Томас Картер когда-то был мэром этого большого города. Был единоличным и почти всемогущим хозяином очень большого куска, очень сладкого и изрядно отдающего гнилью. Но Реген, он только для тех гурманов, что любят специфические деликатесы, все трое были из таких, и лишь у одного из них, у человека, хватило власти взять себе все, до чего он сумел дотянуться и даже сейчас, когда годы его на исходе, он сильнее их обоих; это сила другого, особого рода.
В этом городе можно таять в темноте как кусочек масла, можно нашептывать дурные желания и мысли, и оборачиваться прекрасным дьяволом о четырех крыльях, а можно править, как правил Картер в отпущенное ему десятилетие. Высоко поднявшись, он с громким шумом упал, как дано падать ангелам, высоким башням и королям, по недоразумению разжалованным в пешки; кое за что пришлось отсидеть и, хотя теперь король на пенсии весьма успешно изображал благообразного старичка, одумавшегося и раскаявшегося, до Ассара иногда доходили слухи о его делах. Не бывает бывших коррупционеров и отчаянных пройдох, и сейчас он снова что-то задумал, и Ассар завороженно следил, как играют сухие стариковские руки на отполированном резном набалдашнике трости; он не спросит первый, но это отнюдь не значит, что ему не интересно.
- Для начала скажи, слышал ли ты, что Кавендиш метит на пост мэра в этом году? – Перехватив взгляд падшего, старик только усмехнулся, лениво спросил как бы между прочим сущую мелочь, словно не нашлось за прошедшее время сплетни свежее и интересней.
- Ну… слышал. Досадно, но сильных конкурентов у него нет.
- И что ты думаешь по этому поводу?
- Он не задержится здесь дольше одного срока. Не те амбиции, ему будет мало Регена…
Разочарование откровенно сквозило в безразличных ответах, фразах, подхваченных где-то во время просмотра утренних газет, самому впору удивиться своему нетерпению, но вот что-то мелькнуло в глазах старика, тускло-голубых, выцвевших почти в полное бесцветие, в близорукое снисходительное безразличие, и что это? Зависть ли? Скорее, ревность к успеху молодого политика, у которого еще все впереди, который начинает там, где он, Томас Картер, так обидно закончил, срезался, попался.
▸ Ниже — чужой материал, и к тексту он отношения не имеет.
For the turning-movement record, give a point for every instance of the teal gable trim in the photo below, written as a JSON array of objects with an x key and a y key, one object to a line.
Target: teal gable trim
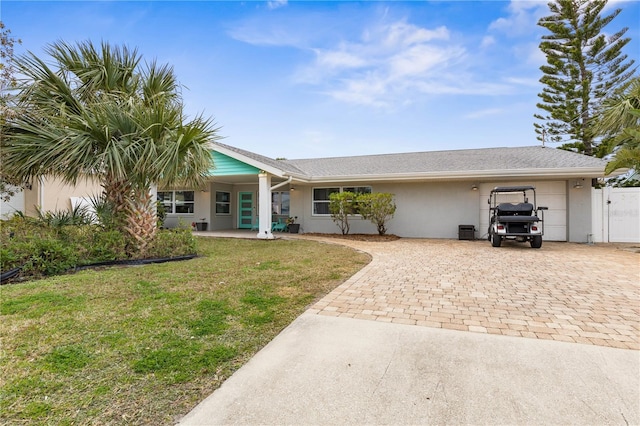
[{"x": 223, "y": 165}]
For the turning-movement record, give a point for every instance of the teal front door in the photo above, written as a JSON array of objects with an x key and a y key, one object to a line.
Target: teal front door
[{"x": 245, "y": 210}]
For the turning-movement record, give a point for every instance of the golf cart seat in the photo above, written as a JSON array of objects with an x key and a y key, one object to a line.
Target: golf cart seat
[
  {"x": 519, "y": 212},
  {"x": 517, "y": 209}
]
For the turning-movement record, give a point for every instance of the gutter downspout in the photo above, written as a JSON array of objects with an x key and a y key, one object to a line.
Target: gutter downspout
[{"x": 41, "y": 193}]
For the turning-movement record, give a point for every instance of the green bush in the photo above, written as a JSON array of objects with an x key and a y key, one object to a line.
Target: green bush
[
  {"x": 341, "y": 205},
  {"x": 377, "y": 207},
  {"x": 43, "y": 248},
  {"x": 49, "y": 257}
]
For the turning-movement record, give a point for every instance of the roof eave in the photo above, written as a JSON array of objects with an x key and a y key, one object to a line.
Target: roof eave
[
  {"x": 574, "y": 172},
  {"x": 248, "y": 160}
]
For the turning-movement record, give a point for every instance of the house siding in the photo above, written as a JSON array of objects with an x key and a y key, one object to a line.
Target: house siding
[
  {"x": 437, "y": 209},
  {"x": 424, "y": 210}
]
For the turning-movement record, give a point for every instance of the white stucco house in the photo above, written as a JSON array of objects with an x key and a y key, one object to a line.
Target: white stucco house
[{"x": 435, "y": 192}]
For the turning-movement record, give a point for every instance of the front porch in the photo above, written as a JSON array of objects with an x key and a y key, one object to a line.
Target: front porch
[
  {"x": 243, "y": 199},
  {"x": 241, "y": 234}
]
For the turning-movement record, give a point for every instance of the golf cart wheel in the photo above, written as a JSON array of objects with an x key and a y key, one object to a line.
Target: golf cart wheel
[{"x": 536, "y": 242}]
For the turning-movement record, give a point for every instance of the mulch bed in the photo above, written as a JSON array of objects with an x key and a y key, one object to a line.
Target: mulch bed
[{"x": 358, "y": 237}]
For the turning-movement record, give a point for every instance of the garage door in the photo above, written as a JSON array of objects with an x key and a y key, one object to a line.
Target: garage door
[{"x": 549, "y": 194}]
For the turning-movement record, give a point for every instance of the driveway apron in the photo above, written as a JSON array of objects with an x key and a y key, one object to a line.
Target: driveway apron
[{"x": 566, "y": 292}]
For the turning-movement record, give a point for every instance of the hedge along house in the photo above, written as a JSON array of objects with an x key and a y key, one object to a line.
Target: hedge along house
[{"x": 435, "y": 192}]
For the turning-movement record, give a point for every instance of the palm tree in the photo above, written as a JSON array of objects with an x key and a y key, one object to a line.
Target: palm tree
[
  {"x": 100, "y": 114},
  {"x": 620, "y": 122}
]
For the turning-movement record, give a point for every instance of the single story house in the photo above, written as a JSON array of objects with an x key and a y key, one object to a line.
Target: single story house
[{"x": 435, "y": 192}]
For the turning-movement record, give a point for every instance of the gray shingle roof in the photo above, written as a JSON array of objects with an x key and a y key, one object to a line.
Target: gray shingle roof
[
  {"x": 530, "y": 160},
  {"x": 468, "y": 160}
]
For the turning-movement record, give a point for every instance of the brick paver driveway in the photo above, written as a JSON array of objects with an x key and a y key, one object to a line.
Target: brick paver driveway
[{"x": 563, "y": 291}]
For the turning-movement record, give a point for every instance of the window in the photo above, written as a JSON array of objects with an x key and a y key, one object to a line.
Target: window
[
  {"x": 223, "y": 203},
  {"x": 280, "y": 203},
  {"x": 177, "y": 201},
  {"x": 321, "y": 197}
]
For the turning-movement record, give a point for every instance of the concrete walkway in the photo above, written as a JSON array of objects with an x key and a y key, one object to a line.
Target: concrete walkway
[{"x": 407, "y": 340}]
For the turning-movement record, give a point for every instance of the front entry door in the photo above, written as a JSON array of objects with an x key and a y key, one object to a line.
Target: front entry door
[{"x": 245, "y": 210}]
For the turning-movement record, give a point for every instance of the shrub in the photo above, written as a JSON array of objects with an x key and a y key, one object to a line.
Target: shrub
[
  {"x": 341, "y": 205},
  {"x": 42, "y": 248},
  {"x": 378, "y": 207},
  {"x": 49, "y": 257}
]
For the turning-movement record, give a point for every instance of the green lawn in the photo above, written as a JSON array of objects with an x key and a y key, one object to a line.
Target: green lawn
[{"x": 143, "y": 345}]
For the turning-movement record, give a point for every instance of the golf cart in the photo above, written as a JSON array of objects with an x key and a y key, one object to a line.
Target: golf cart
[{"x": 513, "y": 217}]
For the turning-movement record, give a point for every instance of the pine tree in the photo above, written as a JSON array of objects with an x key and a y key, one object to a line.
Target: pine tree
[{"x": 583, "y": 68}]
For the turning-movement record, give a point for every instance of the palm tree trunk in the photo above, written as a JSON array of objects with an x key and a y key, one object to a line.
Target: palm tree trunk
[{"x": 141, "y": 221}]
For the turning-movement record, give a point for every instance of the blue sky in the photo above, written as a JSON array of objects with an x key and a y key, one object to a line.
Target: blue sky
[{"x": 303, "y": 79}]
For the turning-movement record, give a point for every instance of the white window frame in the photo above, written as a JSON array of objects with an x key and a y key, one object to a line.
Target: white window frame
[
  {"x": 367, "y": 190},
  {"x": 173, "y": 203}
]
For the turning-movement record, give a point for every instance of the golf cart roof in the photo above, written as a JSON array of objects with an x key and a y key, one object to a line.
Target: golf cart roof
[{"x": 513, "y": 188}]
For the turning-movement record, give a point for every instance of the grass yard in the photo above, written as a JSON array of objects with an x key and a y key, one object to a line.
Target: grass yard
[{"x": 143, "y": 345}]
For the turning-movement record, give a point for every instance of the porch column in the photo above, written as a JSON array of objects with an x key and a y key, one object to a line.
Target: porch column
[{"x": 264, "y": 197}]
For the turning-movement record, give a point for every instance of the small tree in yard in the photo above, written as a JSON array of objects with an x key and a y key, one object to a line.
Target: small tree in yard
[
  {"x": 377, "y": 207},
  {"x": 341, "y": 205}
]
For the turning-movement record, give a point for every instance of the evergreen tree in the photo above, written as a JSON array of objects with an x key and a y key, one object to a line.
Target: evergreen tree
[{"x": 584, "y": 67}]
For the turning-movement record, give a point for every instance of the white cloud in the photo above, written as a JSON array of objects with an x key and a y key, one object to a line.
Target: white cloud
[
  {"x": 522, "y": 18},
  {"x": 487, "y": 41},
  {"x": 275, "y": 4},
  {"x": 484, "y": 113},
  {"x": 390, "y": 64}
]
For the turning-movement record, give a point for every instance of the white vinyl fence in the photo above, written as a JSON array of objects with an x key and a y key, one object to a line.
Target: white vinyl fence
[{"x": 616, "y": 215}]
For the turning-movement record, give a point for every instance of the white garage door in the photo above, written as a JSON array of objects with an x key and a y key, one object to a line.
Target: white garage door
[{"x": 548, "y": 194}]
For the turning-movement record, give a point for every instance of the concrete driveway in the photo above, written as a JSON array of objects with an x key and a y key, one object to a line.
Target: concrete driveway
[{"x": 450, "y": 332}]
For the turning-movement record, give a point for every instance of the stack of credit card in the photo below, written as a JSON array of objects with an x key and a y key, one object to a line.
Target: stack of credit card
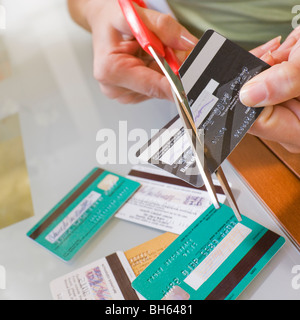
[
  {"x": 82, "y": 212},
  {"x": 215, "y": 259}
]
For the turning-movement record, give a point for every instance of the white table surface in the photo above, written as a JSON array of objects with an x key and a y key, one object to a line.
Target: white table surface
[{"x": 61, "y": 110}]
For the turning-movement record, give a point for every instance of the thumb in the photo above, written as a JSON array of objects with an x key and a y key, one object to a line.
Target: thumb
[{"x": 278, "y": 84}]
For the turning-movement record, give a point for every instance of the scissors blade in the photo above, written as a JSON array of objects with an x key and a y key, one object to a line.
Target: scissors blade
[
  {"x": 175, "y": 83},
  {"x": 186, "y": 116},
  {"x": 198, "y": 151},
  {"x": 228, "y": 192}
]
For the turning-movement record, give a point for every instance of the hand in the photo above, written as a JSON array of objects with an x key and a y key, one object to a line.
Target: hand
[
  {"x": 124, "y": 71},
  {"x": 278, "y": 88}
]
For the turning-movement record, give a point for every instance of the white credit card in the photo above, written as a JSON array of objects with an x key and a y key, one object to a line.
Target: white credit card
[
  {"x": 108, "y": 278},
  {"x": 165, "y": 202}
]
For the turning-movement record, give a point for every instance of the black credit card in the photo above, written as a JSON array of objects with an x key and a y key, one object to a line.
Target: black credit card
[{"x": 212, "y": 77}]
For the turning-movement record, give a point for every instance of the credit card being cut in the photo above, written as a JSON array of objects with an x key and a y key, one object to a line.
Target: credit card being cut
[
  {"x": 214, "y": 259},
  {"x": 82, "y": 212},
  {"x": 212, "y": 77}
]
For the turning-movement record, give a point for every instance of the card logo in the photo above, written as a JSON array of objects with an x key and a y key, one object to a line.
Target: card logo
[
  {"x": 2, "y": 17},
  {"x": 2, "y": 278},
  {"x": 296, "y": 19},
  {"x": 296, "y": 278}
]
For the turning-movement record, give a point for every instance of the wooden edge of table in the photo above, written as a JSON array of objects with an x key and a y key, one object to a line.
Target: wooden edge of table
[{"x": 277, "y": 187}]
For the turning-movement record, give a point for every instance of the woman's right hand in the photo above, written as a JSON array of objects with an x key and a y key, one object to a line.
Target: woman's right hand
[{"x": 124, "y": 71}]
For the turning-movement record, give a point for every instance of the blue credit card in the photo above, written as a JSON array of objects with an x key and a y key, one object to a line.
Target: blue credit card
[
  {"x": 214, "y": 259},
  {"x": 82, "y": 212}
]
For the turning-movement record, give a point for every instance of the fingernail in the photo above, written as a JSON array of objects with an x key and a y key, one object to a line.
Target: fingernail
[
  {"x": 253, "y": 94},
  {"x": 272, "y": 43},
  {"x": 289, "y": 43},
  {"x": 268, "y": 58},
  {"x": 189, "y": 40}
]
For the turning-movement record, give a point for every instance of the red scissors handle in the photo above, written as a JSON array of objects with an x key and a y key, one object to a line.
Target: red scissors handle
[{"x": 144, "y": 36}]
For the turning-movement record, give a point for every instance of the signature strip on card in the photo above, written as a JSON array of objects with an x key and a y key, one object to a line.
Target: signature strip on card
[
  {"x": 121, "y": 277},
  {"x": 65, "y": 204},
  {"x": 170, "y": 180}
]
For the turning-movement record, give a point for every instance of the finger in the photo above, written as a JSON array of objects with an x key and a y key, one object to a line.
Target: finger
[
  {"x": 273, "y": 86},
  {"x": 132, "y": 98},
  {"x": 114, "y": 92},
  {"x": 265, "y": 48},
  {"x": 277, "y": 123},
  {"x": 168, "y": 30}
]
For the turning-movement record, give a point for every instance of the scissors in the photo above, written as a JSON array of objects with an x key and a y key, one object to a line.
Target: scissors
[{"x": 168, "y": 63}]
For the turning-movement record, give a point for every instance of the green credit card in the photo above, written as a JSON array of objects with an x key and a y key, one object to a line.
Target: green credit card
[
  {"x": 82, "y": 212},
  {"x": 213, "y": 259}
]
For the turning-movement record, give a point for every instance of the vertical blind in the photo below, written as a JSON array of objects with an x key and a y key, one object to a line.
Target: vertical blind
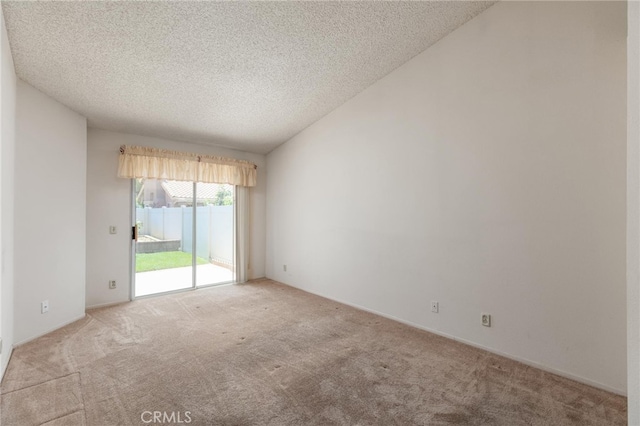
[{"x": 154, "y": 163}]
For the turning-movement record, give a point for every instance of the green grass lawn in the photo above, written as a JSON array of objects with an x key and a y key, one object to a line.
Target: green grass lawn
[{"x": 164, "y": 260}]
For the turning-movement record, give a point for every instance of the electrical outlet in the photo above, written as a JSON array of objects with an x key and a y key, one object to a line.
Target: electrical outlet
[{"x": 486, "y": 320}]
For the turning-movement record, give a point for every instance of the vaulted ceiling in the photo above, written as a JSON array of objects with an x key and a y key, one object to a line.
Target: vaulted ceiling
[{"x": 245, "y": 75}]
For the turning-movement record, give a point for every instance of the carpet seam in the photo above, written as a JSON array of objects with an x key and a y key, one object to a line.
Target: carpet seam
[{"x": 41, "y": 383}]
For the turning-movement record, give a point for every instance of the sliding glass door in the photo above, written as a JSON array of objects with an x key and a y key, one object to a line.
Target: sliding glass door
[{"x": 185, "y": 235}]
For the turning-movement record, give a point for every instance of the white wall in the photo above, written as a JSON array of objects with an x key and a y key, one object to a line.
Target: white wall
[
  {"x": 50, "y": 215},
  {"x": 633, "y": 212},
  {"x": 488, "y": 173},
  {"x": 7, "y": 154},
  {"x": 109, "y": 203}
]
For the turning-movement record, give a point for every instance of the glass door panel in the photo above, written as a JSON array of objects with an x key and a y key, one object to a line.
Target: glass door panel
[
  {"x": 164, "y": 221},
  {"x": 215, "y": 241}
]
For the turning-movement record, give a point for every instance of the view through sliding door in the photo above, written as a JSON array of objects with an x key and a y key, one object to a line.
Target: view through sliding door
[{"x": 185, "y": 235}]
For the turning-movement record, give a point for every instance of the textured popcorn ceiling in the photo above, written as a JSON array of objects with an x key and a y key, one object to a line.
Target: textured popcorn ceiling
[{"x": 247, "y": 75}]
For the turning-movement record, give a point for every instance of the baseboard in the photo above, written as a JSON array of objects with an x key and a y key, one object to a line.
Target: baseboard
[
  {"x": 22, "y": 342},
  {"x": 4, "y": 366},
  {"x": 525, "y": 361}
]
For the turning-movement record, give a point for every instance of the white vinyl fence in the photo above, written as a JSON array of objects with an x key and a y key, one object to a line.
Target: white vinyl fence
[{"x": 214, "y": 229}]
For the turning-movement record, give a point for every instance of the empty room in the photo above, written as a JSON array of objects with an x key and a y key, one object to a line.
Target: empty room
[{"x": 320, "y": 213}]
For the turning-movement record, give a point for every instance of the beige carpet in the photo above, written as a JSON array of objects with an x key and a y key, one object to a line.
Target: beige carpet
[{"x": 266, "y": 354}]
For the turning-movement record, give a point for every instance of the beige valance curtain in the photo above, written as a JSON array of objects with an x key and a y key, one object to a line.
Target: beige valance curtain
[{"x": 153, "y": 163}]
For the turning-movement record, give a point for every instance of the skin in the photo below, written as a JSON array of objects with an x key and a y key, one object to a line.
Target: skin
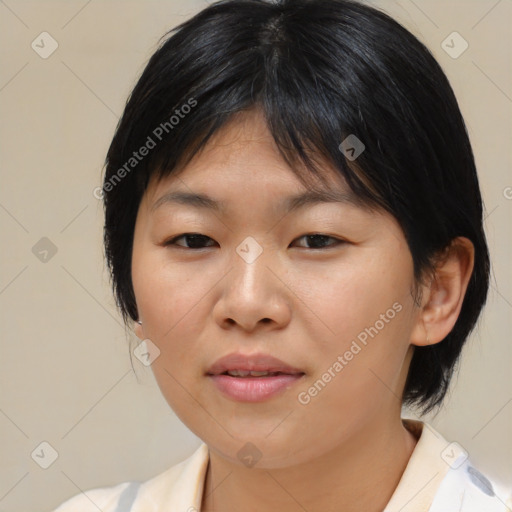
[{"x": 347, "y": 448}]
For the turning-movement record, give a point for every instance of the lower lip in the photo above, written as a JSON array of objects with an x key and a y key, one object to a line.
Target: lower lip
[{"x": 254, "y": 389}]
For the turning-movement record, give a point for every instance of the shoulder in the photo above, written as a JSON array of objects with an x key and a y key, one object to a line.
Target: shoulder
[
  {"x": 106, "y": 499},
  {"x": 466, "y": 489}
]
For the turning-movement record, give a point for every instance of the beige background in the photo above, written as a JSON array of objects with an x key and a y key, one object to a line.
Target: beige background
[{"x": 65, "y": 375}]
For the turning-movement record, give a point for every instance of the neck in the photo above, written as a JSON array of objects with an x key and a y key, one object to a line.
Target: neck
[{"x": 359, "y": 475}]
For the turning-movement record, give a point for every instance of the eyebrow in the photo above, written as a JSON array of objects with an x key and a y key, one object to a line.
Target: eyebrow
[{"x": 288, "y": 205}]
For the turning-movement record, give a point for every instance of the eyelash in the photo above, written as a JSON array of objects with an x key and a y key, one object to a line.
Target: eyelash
[{"x": 198, "y": 235}]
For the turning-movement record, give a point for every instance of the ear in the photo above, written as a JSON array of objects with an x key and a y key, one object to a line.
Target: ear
[
  {"x": 138, "y": 330},
  {"x": 442, "y": 298}
]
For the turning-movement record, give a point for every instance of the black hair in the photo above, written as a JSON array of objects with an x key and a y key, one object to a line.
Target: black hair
[{"x": 319, "y": 71}]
Куда более занятная тема, но для другого разговора, мелочь козырной масти, которую стоит сберечь на потом, на всякий случай.
- Ты точно об этом хотел поговорить? – На всякий случай уточнил Ассар, откинувшись в кресле и поводя пальцами по выгнутым неудобным подлокотникам – медленно, словно нарочито подчеркивая свое спокойствие.
- Точно, Кристиан. Ты прогнозировал развитие дерьма, которое он поднял со дна нашего больного общества? Не отпирайся, я знаю, что существу вроде тебя это интересно.
Пальцы замерли на верхней точке лаковых завитков. Запрещенный прием. Только Картер не мог не знать, что делает, когда апеллировал к его природе, теме, долго и тщательно оберегаемой от обсуждения. Интересно, почему молчит Вюрц? Какого черта он вообще здесь делает? Ассар покосился, но его взгляд остался без ответа.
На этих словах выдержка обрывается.